In real life, the army has constant research and the struggles of armed forces are quite similar to those of individual and private operators. There is the question of balancing the needs and risks of the mission with the capabilities of the soldiers, as well as the budget to pay for all of that.
This is why all army body armor choices focus on three factors:
It might sound strange that such a well-funded organization like the US Armed Forces would consider the price of armor as a significant factor, but it is one of the main issues when finding the optimal solution.
At some point, any investment in armor begins bringing in diminishing returns. Not only would it be hard to replace and come by, but it would make any guerilla tactics by the enemy more attractive.
If gear from any captures soldier pays for ten sets for the enemy you can’t afford to drop anything.
A Need to Be Uniform
As the word implies, uniforms need to be of one form, meaning to look alike. This is not only done for tactical reasons, but because of morale as well. There is no difference in blood or skin in the army; everyone is green.
The same goes for body armor, as all soldiers should feel as they are protected as much as their sisters and brothers in arms. With modular armor, this protection doesn’t need to be identical, but at least fairly similar.
Light Armor for Mobility
Especially for modern armies where modularity is a big advantage, there are two directions where mission parameters would dictate which armor you need to wear. Either there would be a focus on mobility with light armor, or for protection with heavy armor.
In combat situations, light armor still means plates.
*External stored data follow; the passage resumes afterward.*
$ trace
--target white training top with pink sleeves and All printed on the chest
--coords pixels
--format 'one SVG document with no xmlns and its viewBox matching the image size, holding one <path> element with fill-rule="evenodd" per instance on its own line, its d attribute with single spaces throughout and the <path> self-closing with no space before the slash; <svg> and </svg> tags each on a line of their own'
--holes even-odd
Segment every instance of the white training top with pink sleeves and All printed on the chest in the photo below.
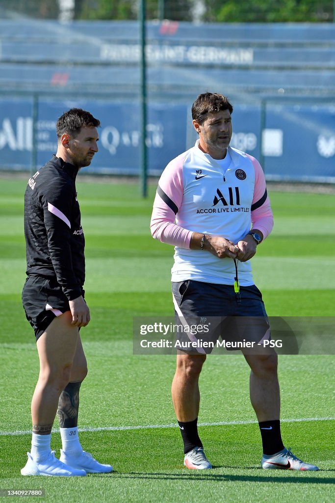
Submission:
<svg viewBox="0 0 335 503">
<path fill-rule="evenodd" d="M 271 232 L 273 216 L 262 168 L 245 152 L 228 147 L 213 159 L 198 147 L 178 155 L 158 183 L 151 217 L 154 238 L 175 246 L 172 281 L 193 279 L 233 285 L 234 261 L 190 249 L 192 232 L 225 237 L 234 243 L 251 228 Z M 241 286 L 253 285 L 250 261 L 239 262 Z"/>
</svg>

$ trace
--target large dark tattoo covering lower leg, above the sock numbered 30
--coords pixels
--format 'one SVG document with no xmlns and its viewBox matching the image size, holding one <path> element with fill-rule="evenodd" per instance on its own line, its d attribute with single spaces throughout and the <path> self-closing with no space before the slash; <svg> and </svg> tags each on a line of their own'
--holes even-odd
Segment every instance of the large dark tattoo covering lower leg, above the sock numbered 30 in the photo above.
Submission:
<svg viewBox="0 0 335 503">
<path fill-rule="evenodd" d="M 57 410 L 60 428 L 74 428 L 78 424 L 80 385 L 81 382 L 69 382 L 61 392 Z"/>
</svg>

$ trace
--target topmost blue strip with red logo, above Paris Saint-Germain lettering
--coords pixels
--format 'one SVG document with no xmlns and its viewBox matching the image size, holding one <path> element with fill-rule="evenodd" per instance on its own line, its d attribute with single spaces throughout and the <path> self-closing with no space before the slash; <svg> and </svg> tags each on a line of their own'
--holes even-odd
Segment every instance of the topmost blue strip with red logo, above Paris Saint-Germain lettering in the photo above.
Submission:
<svg viewBox="0 0 335 503">
<path fill-rule="evenodd" d="M 313 43 L 334 40 L 335 26 L 331 23 L 204 23 L 149 21 L 147 36 L 149 39 L 194 39 L 224 40 L 228 42 L 310 42 Z M 95 37 L 98 39 L 130 39 L 139 38 L 137 21 L 74 21 L 59 23 L 57 21 L 31 20 L 24 21 L 0 20 L 0 34 L 5 37 L 22 37 L 62 40 Z"/>
</svg>

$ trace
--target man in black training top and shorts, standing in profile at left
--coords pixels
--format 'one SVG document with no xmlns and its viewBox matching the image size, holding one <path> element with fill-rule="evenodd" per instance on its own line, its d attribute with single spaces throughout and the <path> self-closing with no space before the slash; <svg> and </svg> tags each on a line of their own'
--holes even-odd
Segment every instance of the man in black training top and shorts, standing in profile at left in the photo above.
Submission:
<svg viewBox="0 0 335 503">
<path fill-rule="evenodd" d="M 84 234 L 75 179 L 98 151 L 100 121 L 72 108 L 56 123 L 57 153 L 29 180 L 25 193 L 27 279 L 22 292 L 35 331 L 40 374 L 32 399 L 33 436 L 22 475 L 73 476 L 110 472 L 78 439 L 79 389 L 87 374 L 79 329 L 90 320 L 84 300 Z M 50 449 L 58 415 L 58 460 Z"/>
</svg>

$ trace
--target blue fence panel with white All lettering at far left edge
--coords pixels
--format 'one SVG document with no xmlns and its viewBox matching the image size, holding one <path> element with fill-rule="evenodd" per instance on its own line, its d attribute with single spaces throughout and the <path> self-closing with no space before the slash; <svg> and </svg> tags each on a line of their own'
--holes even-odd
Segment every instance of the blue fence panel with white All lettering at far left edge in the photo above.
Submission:
<svg viewBox="0 0 335 503">
<path fill-rule="evenodd" d="M 0 100 L 0 166 L 29 169 L 33 145 L 33 100 Z"/>
</svg>

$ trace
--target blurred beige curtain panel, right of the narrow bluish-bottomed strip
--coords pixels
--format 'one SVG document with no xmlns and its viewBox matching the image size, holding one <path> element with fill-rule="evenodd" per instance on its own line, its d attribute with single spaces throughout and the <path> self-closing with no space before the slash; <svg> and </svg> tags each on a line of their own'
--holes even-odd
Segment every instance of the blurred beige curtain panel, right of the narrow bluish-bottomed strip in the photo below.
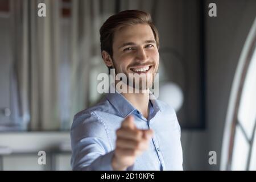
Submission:
<svg viewBox="0 0 256 182">
<path fill-rule="evenodd" d="M 46 3 L 46 17 L 38 4 Z M 29 1 L 31 130 L 57 130 L 59 117 L 60 1 Z"/>
</svg>

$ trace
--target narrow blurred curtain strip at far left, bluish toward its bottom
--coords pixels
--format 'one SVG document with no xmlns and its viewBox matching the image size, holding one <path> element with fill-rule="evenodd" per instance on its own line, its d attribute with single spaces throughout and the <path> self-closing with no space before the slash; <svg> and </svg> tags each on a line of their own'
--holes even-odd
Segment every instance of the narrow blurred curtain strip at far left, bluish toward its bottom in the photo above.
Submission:
<svg viewBox="0 0 256 182">
<path fill-rule="evenodd" d="M 30 121 L 28 86 L 28 7 L 27 1 L 10 1 L 10 123 L 6 130 L 26 130 Z"/>
</svg>

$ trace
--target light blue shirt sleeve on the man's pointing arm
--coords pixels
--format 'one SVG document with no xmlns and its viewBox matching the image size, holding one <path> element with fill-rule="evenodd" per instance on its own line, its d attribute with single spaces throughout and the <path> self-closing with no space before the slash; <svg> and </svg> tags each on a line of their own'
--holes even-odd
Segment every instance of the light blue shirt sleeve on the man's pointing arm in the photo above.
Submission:
<svg viewBox="0 0 256 182">
<path fill-rule="evenodd" d="M 94 113 L 75 115 L 71 127 L 73 170 L 112 171 L 113 147 L 106 126 Z M 127 170 L 133 169 L 133 166 Z"/>
</svg>

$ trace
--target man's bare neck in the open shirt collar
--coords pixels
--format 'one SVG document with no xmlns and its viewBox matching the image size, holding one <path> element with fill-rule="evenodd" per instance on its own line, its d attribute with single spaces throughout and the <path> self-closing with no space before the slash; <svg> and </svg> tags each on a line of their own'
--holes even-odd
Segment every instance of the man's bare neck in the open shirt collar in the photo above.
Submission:
<svg viewBox="0 0 256 182">
<path fill-rule="evenodd" d="M 123 97 L 126 98 L 131 104 L 142 113 L 144 118 L 148 118 L 148 102 L 149 93 L 122 93 Z"/>
</svg>

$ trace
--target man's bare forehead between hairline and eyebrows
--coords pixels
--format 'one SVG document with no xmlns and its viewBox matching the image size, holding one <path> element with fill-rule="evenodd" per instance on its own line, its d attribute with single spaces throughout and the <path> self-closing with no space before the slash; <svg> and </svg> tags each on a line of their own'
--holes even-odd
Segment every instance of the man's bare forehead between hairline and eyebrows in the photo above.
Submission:
<svg viewBox="0 0 256 182">
<path fill-rule="evenodd" d="M 154 40 L 154 33 L 148 24 L 136 24 L 120 28 L 114 33 L 113 46 L 118 46 L 126 42 L 144 42 L 144 40 Z"/>
</svg>

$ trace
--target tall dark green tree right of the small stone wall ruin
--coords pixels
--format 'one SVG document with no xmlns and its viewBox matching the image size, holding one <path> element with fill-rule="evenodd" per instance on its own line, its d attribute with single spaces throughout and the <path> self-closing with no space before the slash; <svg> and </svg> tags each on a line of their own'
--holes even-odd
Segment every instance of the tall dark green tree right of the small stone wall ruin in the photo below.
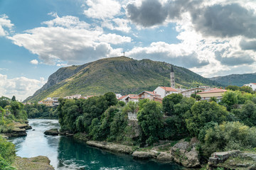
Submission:
<svg viewBox="0 0 256 170">
<path fill-rule="evenodd" d="M 138 123 L 142 128 L 142 142 L 152 145 L 159 140 L 159 132 L 163 127 L 161 103 L 147 101 L 137 113 Z"/>
</svg>

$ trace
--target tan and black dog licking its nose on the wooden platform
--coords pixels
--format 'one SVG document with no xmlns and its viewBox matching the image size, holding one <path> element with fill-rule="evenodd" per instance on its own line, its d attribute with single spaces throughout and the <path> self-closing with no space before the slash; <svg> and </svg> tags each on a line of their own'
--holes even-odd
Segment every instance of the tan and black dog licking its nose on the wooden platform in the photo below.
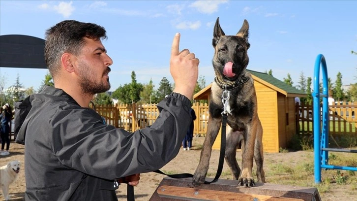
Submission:
<svg viewBox="0 0 357 201">
<path fill-rule="evenodd" d="M 195 186 L 205 182 L 212 145 L 222 123 L 224 90 L 229 91 L 226 102 L 228 118 L 225 160 L 231 169 L 232 177 L 238 180 L 238 185 L 255 186 L 252 175 L 254 158 L 257 165 L 258 182 L 265 182 L 263 128 L 257 113 L 254 81 L 251 74 L 246 70 L 249 62 L 247 50 L 250 46 L 248 30 L 248 21 L 244 20 L 236 35 L 225 35 L 219 25 L 219 17 L 216 20 L 212 39 L 214 47 L 212 64 L 215 78 L 211 87 L 208 107 L 207 134 L 203 143 L 200 162 L 192 179 Z M 225 98 L 227 98 L 227 94 Z M 242 149 L 241 171 L 236 160 L 236 150 L 240 142 Z"/>
</svg>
But, if there is little risk from explosives and a high need for mobility then something like the WPC™ Weightless Plate Carrier would be enough to secure vital organs without adding anything unnecessary to the setup.
Need for Auxiliary Gear
Especially for prolonged or defensive missions, it is often better to have a bit more armor, ammo, and gear as you never know where an attack could come from and how equipped the enemy will be. Better to be safe than sorry.
Additionally, if there is an increased risk from IED and similar flying debris you will need some extra armor to shield you from minor but debilitating injuries.
A slashed arm may not be lethal, but it will take you out of service for a week or two, and the mission will suffer because of it. And those injuries tend to accumulate if not addressed properly.
Because of these issues, the army will often choose something like the RPC™ Robust Plate Carrier from UARM, or similar MOLLE-type PCs that are modular and can accept more gear and auxiliary armor.
But, it should be stated that just because the army is in greater need of more robust armor, that doesn’t make that choice inherently better or worse. Every mission has its own demands and private operators might have different priorities than what the army could encounter.